Thursday Mar 01, 2012

JIRA finally gets its own REST API

JIRA's got a real REST API now:

REST easy with JIRA 5 | Atlassian Blogs: Now that JIRA 5 is out, let’s talk about one of my favorite features of this new release, JIRA’s new REST API. JIRA has supported remote APIs for many years with SOAP, XML-RPC, and JSON-RPC. However, telling developers that you support SOAP (and only SOAP) is like saying that you like writing applications with COBOL — it’s out of style. Today’s cool kids gravitate towards REST. It’s clean, simple, and highly portable across languages and frameworks.

And checkout the nice looking API docs, which look like they were generated by WADL-to-HTML.

An alternative to Atlassian's new API is the recently release Rational OSLC Adapter for JIRA, which allows you to do more sophisticated integrations with JIRA including delegated UIs for issue creation and selection.

Wednesday Jun 01, 2011

OSLC Core v2 specification now FINAL

I've been working on the OSLC Core specification for about 1.5 years now as workgroup lead, and OSLC fits squarely under the "open web technologies" and Web Integration Patterns topics of this blog, so I'm blogging this happy news.

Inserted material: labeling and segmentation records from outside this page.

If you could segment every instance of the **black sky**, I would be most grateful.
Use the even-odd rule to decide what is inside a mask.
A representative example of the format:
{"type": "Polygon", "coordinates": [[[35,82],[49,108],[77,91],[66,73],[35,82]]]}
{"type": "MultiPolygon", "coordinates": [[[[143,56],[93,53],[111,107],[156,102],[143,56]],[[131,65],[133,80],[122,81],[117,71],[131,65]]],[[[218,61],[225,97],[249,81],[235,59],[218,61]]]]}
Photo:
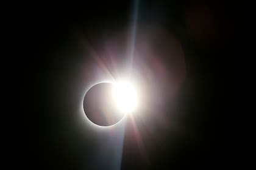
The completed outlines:
{"type": "MultiPolygon", "coordinates": [[[[180,42],[187,72],[181,124],[193,138],[167,135],[149,149],[148,163],[129,144],[127,130],[121,169],[235,166],[238,7],[222,1],[141,1],[138,22],[159,24],[180,42]]],[[[74,124],[79,117],[70,113],[79,101],[71,98],[76,95],[71,95],[70,82],[84,61],[81,39],[97,37],[93,40],[96,44],[129,26],[133,6],[132,1],[123,1],[12,5],[13,69],[8,72],[17,97],[10,111],[10,169],[92,168],[88,165],[99,149],[98,136],[81,132],[80,121],[74,124]]]]}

Here's the announcement From the OSLC Core Workgroup mailing list:

From: Dave Johnson
To: oslc-core (a) open-services.net, community (a) open-services.net
Subject: OSLC Core v2 specification now FINAL

Today [1], I'm very happy to announce that the OSLC Core v2
specification is FINAL.

The OSLC Core v2 specification [2] defines a set of REST and Linked
Data-based patterns, resources and protocols for integration of application 
and product lifecycle resources (ALM and PLM). It's designed to be the
foundation for all other OSLC domain specifications and there are now
three final OSLC specifications that are based on the Core, those
being the OSLC Change Management (CM) [3], OSLC Quality Management
(QM) [4] and OSLC Requirements Management (RM) [5] specs.

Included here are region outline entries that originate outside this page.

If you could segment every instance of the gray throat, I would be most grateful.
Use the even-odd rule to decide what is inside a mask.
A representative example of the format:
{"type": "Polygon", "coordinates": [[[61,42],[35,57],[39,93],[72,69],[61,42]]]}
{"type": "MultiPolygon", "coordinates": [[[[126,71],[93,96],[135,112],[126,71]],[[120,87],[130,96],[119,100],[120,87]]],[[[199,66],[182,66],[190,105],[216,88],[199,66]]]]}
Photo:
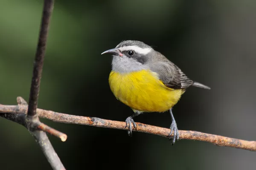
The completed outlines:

I'd like to thank all of the members of the OSLC Core Workgroup and
community for their hard work, critical thinking and ability to work
together in such a productive and pleasant way. Also, special thanks
to those OSLC domain workgroups who rebased their work on the Core and
development teams that provided excellent feedback along the way.

Thanks,
- Dave

--
David M. Johnson
OSLC Core Workgroup Lead
IBM Rational Software


[1] Move to final was proposed last week, along with a small set of
changes which have since been applied to the specification. 
[2] OslcCoreSpecification
[3] CmSpecificationV2
[4] QmSpecificationV2
[5] RmSpecificationV2

I really do have another Web Integration Patterns post on the way shortly, so stay tuned.

Friday Mar 06, 2009

Monday Oct 20, 2008

The X-rated SocialSite API

Roy Fielding: I am getting frustrated by the number of people calling any HTTP-based interface a REST API. Today's example is the SocialSite REST API. That is RPC. It screams RPC. There is so much coupling on display that it should be given an X rating.

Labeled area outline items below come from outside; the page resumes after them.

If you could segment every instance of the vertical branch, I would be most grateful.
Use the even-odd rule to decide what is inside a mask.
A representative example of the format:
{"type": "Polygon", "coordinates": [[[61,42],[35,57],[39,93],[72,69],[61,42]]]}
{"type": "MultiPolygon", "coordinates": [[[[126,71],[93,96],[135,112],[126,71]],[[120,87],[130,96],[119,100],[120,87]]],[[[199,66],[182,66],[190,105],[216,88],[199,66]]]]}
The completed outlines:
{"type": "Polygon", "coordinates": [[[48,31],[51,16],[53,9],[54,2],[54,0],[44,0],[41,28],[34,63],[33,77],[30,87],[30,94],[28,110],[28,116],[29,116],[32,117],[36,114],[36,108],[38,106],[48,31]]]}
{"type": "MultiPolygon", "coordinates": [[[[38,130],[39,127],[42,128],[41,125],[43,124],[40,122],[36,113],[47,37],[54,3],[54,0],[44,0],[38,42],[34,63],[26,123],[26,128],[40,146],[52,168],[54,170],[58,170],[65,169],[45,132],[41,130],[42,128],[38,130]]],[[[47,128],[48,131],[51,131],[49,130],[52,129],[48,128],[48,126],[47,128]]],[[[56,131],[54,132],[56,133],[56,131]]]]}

Ouch! As the author of the torrid (and pretty rough) Project SocialSite Proposal: Finalize Web Services APIs proposal that Roy calls out to sharply, I'd like to point of that, as I explained in a recent post, Project SocialSite is simply implementing and extending the OpenSocial API. OpenSocial includes both a JSON-RPC API and a REST API. SocialSite implements and extends them both. I never meant to imply that the JSON-RPC API is RESTful (and neither did the authors of the OpenSocial specifications). In fact, I renamed the proposal from "Finalize REST APIs" to "Finalize Web Services APIs" after I realized that OpenSocial would come in both flavors.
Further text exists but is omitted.